Reputation: 373
I have two different accounts 1) Account one which is vendor account and they gave us AccessID and secret key for access. 2) Our Account where we have full access.
We need to copy files from Vendor S3 bucket to Our S3 bucket using boto3 Python 3.7 scripts.
What is the best function in boto3 to use to get best performance.
I tried using get_object and put_object. Problem with this scenario is I am actually reading the file body and writing it. How do we just copy from one account to another account with the faster copy mode?
Is there any setup I can do from my end to directly copy. We are okay to use Lambda as well as long as I get good performance. I cannot request any changes from vendor except that they give us access keys.
Thanks Tom
Upvotes: 1
Views: 721
Reputation: 1553
One of the fastest ways to copy data between 2 buckets is to use S3DistCp, worth to use it only if you have a lot of files to copy, it will copy them in a distributed way with an EMR cluster. Lambda function with boto3 will be an option, only if copy takes less then 5 minutes if longer you can consider using ECS tasks (basically Docker containers).
Regarding the part how to copy with boto3 you can check here. Looks like that you can do something like:
import boto3
s3_client = boto3.client('s3')
s3_resource = boto3.resource('s3')
source_bucket_name = 'src_bucket_name'
destination_bucket_name = 'dst_bucket_name'
paginator = s3_client.get_paginator('list_objects')
response_iterator = paginator.paginate(
Bucket=source_bucket_name,
Prefix='your_prefix',
PaginationConfig={
'PageSize': 1000,
}
)
objs = response_iterator.build_full_result()['Contents']
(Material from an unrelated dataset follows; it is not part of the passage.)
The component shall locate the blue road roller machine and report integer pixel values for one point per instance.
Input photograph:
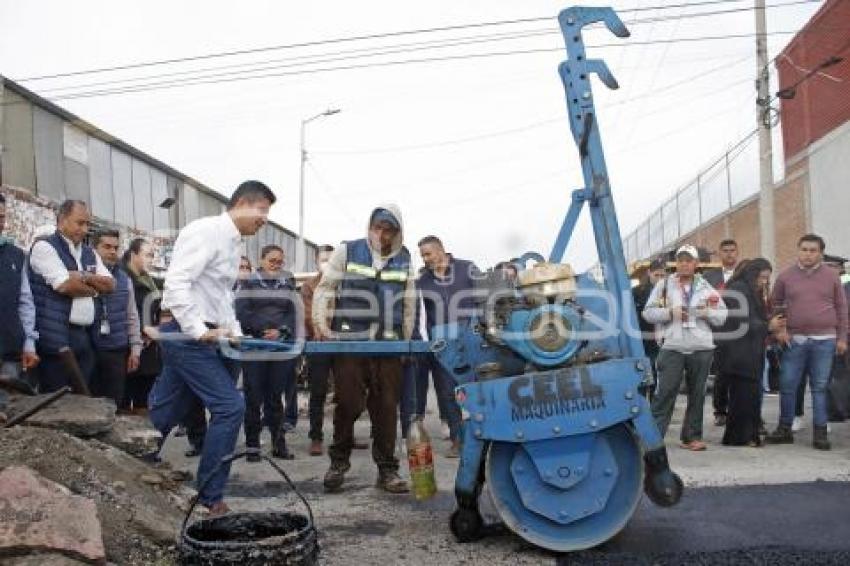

keys_to_copy = [o['Key'] for o in objs] # or use a generator (o['Key'] for o in objs)
for key in keys_to_copy:
print(key)
copy_source = {
'Bucket': source_bucket_name,
'Key': key
}
s3_resource.meta.client.copy(copy_source, destination_bucket_name, key)
The proposed solution first get the name of the objects to copy, then it calls the copy command for each object. To make it faster instead of using a for loop, you can use async.
If you run the code in a Lambda or ECS task remember to create a IAM role with access to both Source Bucket and Destination bucket.
Upvotes: 1